Be sure to ask lots of questions about the mortgage. Find out how much the repayable amount is, how the amount is calculated, whether there are any fees and any other terms that apply to your mortgage.

A lender will look at the property you are interested in and give you an estimate of the value. You should compare this to the price you are offering for the property and decide if it is a good match. If you decide the property is not worth the price you are offering for it, the loan will be declined.

In general, a mortgage application process can take between 18-40 days. But, if it takes longer it will usually be due to the number of applications the bank receives or because they have to be verified by their underwriters.

mortgage approved 1

What is a Mortgage in principal?

A mortgage in principle/agreement is the promise that a lender is willing to give you the mortgage. If you view a property, it shows the seller you’re serious about buying the property and that you could afford to make the important purchase. However, you don’t have to go with the lender for the mortgage that was offered in principle.

Mortgage charges and costs

If you’re considering buying a house, you should know about mortgage set-up fees. A mortgage comes with a lot of fees, so it’s important to understand what they are.

You’ll need to factor these fees into your budget. Sometimes the option of adding the fees to your total mortgage amount is possible but you would have to pay interest on top of that.

One way to minimize your mortgage costs is by finding a great deal on a fixed rate for four years, or even five, but you may have to pay a little more up-front for the privilege. The fee might be £200, but if that’s cheaper than no setup fee at all, then it’s worth it.

What happens when a fixed-rate mortgage ends?

Usually, when your mortgage fixed term ends between 1 to 5 years, you’ll be placed the Standard Variable Rate (SVR). This is generally expensive and your lender can change the rate whenever they feel it’s best to.

You can remortgage, which simply means that you’ll be transferring your current mortgage onto a new deal. That could be with your current lender or a new one. You won’t need to pay for conveyancing if you stay with your current mortgage lender.

You will need to pay solicitor fees, but your new lender will need to pay off the old lender before you get an agreement with them. Your mortgage property costs should be less expensive because you would have paid off at a section during your fixed-rate period.

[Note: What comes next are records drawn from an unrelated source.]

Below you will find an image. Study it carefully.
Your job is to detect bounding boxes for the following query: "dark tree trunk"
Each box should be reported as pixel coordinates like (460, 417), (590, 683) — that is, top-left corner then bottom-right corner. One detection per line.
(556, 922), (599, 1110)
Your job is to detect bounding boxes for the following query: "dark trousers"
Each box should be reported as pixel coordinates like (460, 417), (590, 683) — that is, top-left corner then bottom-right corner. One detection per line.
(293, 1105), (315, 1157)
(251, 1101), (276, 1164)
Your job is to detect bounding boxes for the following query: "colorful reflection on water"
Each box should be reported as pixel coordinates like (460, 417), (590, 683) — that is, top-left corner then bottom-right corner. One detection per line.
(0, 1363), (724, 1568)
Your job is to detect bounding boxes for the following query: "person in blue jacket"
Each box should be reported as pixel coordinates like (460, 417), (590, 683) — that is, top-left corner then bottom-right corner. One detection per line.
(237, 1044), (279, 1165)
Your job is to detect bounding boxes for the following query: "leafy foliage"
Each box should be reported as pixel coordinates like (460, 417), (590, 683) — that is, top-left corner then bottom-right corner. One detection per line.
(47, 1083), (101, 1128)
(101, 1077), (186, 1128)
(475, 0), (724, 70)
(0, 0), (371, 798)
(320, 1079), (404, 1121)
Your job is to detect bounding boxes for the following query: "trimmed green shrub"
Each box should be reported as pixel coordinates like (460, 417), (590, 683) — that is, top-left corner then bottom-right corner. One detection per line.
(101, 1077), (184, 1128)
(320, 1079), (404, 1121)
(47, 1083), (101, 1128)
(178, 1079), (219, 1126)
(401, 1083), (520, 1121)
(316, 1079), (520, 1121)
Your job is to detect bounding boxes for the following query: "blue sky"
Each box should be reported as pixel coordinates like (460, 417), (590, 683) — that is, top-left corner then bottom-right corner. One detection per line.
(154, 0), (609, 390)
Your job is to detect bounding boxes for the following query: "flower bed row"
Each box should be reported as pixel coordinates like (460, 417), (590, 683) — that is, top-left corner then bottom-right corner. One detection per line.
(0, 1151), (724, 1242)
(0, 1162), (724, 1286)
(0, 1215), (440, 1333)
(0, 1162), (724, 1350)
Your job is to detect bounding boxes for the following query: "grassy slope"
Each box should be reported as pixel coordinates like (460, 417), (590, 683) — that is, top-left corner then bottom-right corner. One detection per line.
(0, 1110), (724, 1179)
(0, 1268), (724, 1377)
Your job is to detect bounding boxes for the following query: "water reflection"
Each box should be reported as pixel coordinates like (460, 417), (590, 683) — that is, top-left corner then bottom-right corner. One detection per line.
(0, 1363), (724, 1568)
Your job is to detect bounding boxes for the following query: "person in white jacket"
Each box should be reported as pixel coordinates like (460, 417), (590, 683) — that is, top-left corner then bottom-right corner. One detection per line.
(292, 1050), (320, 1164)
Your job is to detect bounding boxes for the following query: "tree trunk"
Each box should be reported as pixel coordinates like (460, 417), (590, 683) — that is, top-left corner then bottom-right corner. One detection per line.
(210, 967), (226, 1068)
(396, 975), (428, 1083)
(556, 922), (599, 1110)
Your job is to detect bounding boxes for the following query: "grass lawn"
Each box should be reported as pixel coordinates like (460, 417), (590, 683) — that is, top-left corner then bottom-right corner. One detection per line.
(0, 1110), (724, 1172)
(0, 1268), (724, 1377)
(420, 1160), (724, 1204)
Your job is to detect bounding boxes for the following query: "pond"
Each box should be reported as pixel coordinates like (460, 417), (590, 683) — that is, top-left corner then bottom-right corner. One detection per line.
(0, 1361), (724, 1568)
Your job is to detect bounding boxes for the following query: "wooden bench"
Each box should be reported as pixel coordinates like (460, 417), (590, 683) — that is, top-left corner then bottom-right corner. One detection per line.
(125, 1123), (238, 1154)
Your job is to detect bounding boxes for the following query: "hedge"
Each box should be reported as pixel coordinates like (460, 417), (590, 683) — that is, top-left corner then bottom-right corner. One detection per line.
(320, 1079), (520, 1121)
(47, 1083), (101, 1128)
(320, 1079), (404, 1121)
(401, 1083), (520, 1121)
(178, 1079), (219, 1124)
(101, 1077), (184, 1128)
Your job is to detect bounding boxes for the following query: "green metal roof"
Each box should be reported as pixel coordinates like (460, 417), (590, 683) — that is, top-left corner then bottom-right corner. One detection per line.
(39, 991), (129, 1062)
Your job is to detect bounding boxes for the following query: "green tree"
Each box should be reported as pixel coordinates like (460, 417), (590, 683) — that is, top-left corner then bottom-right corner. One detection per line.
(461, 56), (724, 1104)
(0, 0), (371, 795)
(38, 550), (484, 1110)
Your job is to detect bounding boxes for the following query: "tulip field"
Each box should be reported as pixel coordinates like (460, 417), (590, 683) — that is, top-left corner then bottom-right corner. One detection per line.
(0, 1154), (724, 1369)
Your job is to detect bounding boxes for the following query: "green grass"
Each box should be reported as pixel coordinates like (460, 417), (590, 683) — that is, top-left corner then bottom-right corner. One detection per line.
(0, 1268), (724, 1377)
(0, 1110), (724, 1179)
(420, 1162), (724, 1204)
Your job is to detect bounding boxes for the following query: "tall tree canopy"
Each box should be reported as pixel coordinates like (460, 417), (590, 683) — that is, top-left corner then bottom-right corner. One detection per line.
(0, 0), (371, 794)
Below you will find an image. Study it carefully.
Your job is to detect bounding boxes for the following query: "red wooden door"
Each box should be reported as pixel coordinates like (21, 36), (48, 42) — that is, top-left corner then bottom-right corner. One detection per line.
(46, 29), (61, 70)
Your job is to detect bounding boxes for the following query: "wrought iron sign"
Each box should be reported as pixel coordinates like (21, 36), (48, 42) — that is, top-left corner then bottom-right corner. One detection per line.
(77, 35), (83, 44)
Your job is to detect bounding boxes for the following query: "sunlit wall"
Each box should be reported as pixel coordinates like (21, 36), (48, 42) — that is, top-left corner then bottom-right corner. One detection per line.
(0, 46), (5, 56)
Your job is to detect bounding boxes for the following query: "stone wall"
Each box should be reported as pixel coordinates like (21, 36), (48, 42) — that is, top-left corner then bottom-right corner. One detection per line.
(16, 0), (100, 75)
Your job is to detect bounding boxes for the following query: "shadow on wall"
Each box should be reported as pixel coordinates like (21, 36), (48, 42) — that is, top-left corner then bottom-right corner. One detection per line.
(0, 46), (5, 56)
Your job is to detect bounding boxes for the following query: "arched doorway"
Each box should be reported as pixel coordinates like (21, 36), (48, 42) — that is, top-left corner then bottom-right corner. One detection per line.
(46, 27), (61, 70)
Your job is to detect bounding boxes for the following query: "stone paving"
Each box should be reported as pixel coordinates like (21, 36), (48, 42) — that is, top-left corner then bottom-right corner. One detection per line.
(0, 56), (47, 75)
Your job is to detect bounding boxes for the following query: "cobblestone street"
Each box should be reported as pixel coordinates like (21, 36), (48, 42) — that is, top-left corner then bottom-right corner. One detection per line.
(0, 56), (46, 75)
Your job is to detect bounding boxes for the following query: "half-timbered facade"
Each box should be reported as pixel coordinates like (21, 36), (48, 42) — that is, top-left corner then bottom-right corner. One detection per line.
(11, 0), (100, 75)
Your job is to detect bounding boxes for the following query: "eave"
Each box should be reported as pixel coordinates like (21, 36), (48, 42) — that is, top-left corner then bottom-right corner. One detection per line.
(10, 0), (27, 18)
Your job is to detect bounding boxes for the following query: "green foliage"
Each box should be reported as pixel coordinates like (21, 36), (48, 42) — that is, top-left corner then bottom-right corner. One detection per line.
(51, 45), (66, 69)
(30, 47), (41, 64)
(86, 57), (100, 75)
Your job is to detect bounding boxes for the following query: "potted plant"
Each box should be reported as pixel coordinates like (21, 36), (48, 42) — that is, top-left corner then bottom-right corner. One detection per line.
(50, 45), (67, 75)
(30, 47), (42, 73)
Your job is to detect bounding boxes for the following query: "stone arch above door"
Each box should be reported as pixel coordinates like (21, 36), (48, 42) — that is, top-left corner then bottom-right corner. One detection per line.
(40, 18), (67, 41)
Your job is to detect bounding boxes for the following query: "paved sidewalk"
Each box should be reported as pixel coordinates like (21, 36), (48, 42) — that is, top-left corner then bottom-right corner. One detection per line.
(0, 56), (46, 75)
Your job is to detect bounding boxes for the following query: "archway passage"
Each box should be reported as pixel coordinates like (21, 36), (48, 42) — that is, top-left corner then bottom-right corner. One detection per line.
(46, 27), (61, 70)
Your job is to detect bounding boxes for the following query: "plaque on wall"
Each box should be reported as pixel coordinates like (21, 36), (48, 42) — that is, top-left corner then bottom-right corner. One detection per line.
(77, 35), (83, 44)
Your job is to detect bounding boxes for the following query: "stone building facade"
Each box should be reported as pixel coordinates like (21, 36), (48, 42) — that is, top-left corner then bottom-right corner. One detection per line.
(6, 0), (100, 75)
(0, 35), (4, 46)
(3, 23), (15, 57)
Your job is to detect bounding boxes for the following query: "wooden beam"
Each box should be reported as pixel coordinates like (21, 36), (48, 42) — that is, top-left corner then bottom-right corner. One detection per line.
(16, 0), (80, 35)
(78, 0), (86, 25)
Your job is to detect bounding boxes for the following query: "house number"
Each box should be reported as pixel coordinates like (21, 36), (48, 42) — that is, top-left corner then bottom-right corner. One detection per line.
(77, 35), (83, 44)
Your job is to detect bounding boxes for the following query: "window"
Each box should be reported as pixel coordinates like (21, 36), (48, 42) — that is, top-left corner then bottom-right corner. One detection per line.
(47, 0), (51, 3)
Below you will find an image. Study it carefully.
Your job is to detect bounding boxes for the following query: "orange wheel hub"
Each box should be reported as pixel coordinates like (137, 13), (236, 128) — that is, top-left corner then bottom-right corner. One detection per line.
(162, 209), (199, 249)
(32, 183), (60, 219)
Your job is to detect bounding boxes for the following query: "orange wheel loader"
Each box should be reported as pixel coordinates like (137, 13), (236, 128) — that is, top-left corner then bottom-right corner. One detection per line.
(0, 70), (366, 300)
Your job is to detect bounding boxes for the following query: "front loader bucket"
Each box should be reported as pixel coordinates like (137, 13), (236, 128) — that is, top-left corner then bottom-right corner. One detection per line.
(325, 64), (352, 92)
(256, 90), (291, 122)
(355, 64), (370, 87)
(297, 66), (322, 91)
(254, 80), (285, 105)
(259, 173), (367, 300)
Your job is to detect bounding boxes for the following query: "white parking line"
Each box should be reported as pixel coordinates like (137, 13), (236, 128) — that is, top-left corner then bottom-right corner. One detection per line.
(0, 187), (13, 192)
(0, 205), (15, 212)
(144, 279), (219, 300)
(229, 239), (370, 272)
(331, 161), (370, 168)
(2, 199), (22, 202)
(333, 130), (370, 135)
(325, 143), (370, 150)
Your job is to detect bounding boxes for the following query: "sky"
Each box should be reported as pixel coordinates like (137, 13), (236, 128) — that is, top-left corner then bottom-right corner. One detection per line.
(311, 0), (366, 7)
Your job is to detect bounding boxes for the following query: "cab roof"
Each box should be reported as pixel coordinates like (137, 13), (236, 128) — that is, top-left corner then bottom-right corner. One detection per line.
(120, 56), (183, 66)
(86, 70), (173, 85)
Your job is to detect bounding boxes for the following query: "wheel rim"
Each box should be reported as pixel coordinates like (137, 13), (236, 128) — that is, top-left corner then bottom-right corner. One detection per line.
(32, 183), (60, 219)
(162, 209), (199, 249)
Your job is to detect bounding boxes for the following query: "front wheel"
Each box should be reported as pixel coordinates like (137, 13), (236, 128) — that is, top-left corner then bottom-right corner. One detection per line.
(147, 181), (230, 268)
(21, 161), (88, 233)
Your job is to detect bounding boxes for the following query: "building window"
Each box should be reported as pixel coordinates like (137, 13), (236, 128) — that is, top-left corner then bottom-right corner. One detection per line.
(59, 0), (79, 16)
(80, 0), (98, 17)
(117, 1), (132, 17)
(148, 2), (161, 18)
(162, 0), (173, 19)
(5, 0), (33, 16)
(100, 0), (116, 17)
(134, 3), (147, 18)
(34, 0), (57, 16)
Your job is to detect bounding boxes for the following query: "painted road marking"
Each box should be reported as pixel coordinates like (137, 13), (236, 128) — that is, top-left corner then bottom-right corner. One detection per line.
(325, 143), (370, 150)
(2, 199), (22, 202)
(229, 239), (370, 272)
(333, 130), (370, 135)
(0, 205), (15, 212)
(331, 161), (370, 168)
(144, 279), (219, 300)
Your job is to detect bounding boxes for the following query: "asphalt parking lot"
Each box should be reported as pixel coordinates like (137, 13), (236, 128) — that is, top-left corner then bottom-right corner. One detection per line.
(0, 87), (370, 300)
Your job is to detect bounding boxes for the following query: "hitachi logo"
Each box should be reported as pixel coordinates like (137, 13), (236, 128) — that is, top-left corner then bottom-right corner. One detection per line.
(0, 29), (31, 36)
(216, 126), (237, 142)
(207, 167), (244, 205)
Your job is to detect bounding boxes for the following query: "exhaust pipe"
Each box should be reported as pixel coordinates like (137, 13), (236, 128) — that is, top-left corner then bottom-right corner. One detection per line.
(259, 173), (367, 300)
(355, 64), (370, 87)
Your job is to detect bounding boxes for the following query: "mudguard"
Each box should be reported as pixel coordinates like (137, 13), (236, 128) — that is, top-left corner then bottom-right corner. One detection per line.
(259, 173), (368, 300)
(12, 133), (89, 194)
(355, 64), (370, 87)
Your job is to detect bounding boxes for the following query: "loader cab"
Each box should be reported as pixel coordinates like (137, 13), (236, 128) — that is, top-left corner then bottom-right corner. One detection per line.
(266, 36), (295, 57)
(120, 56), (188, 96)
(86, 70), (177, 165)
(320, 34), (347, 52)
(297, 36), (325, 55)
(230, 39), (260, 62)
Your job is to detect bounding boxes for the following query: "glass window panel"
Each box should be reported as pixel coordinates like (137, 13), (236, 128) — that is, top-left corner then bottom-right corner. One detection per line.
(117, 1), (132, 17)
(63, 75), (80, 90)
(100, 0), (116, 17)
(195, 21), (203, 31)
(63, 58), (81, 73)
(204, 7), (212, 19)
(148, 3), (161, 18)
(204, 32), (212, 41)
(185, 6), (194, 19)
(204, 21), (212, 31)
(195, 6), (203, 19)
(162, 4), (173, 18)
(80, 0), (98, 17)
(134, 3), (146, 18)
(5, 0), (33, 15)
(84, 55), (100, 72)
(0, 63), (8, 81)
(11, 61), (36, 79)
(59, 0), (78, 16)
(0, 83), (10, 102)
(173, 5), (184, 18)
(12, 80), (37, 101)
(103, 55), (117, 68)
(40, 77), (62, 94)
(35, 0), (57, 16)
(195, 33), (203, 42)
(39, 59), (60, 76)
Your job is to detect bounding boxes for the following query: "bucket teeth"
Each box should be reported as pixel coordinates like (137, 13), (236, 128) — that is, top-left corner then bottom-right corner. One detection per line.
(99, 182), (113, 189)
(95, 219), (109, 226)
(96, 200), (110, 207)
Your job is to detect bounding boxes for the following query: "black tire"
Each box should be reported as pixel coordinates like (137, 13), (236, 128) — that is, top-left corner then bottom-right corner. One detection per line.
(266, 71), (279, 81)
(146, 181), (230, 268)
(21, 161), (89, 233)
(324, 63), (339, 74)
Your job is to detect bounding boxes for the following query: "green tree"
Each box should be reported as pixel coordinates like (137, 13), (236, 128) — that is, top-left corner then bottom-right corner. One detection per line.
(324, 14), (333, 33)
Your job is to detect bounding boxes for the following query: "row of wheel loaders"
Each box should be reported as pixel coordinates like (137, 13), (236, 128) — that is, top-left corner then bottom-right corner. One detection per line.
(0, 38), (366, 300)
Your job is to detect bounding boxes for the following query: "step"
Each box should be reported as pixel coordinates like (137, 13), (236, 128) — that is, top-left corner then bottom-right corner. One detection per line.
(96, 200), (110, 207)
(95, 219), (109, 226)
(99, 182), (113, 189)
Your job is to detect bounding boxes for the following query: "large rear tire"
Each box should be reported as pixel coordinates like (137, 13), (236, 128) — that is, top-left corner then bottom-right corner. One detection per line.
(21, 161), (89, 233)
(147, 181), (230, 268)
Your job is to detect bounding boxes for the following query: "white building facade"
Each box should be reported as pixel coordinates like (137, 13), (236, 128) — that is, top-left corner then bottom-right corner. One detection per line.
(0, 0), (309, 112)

Remortgaging is popular for home owners to release equity in the house to pay for renovations or big purchases. This is increasing the value borrowed so is an equivalent to taking out a loan for the same percentage. Renovating the home in theory should increase the house value so is often worthy of consideration.

What happens if you want to move?

If you’ve sorted a mortgage for 25 years, you don’t have to stay at the property till the end of the mortgage period. If you’re selling your house to move, the amount left on the mortgage is paid by the sale, moved to the mortgage lender and whatever is left after the sale you can put towards the deposit of your house.

However, you’ll fall into negative equity (property worth less than the initial price at the start of your mortgage) if you haven’t paid off much from the mortgage and the value of the house hasn’t increased. After selling the house, you may still owe money to the lender which could set you back from affording the deposit for the new property. It would be wise to put a hold on selling your house and see whether you can make improvements to drive up the value.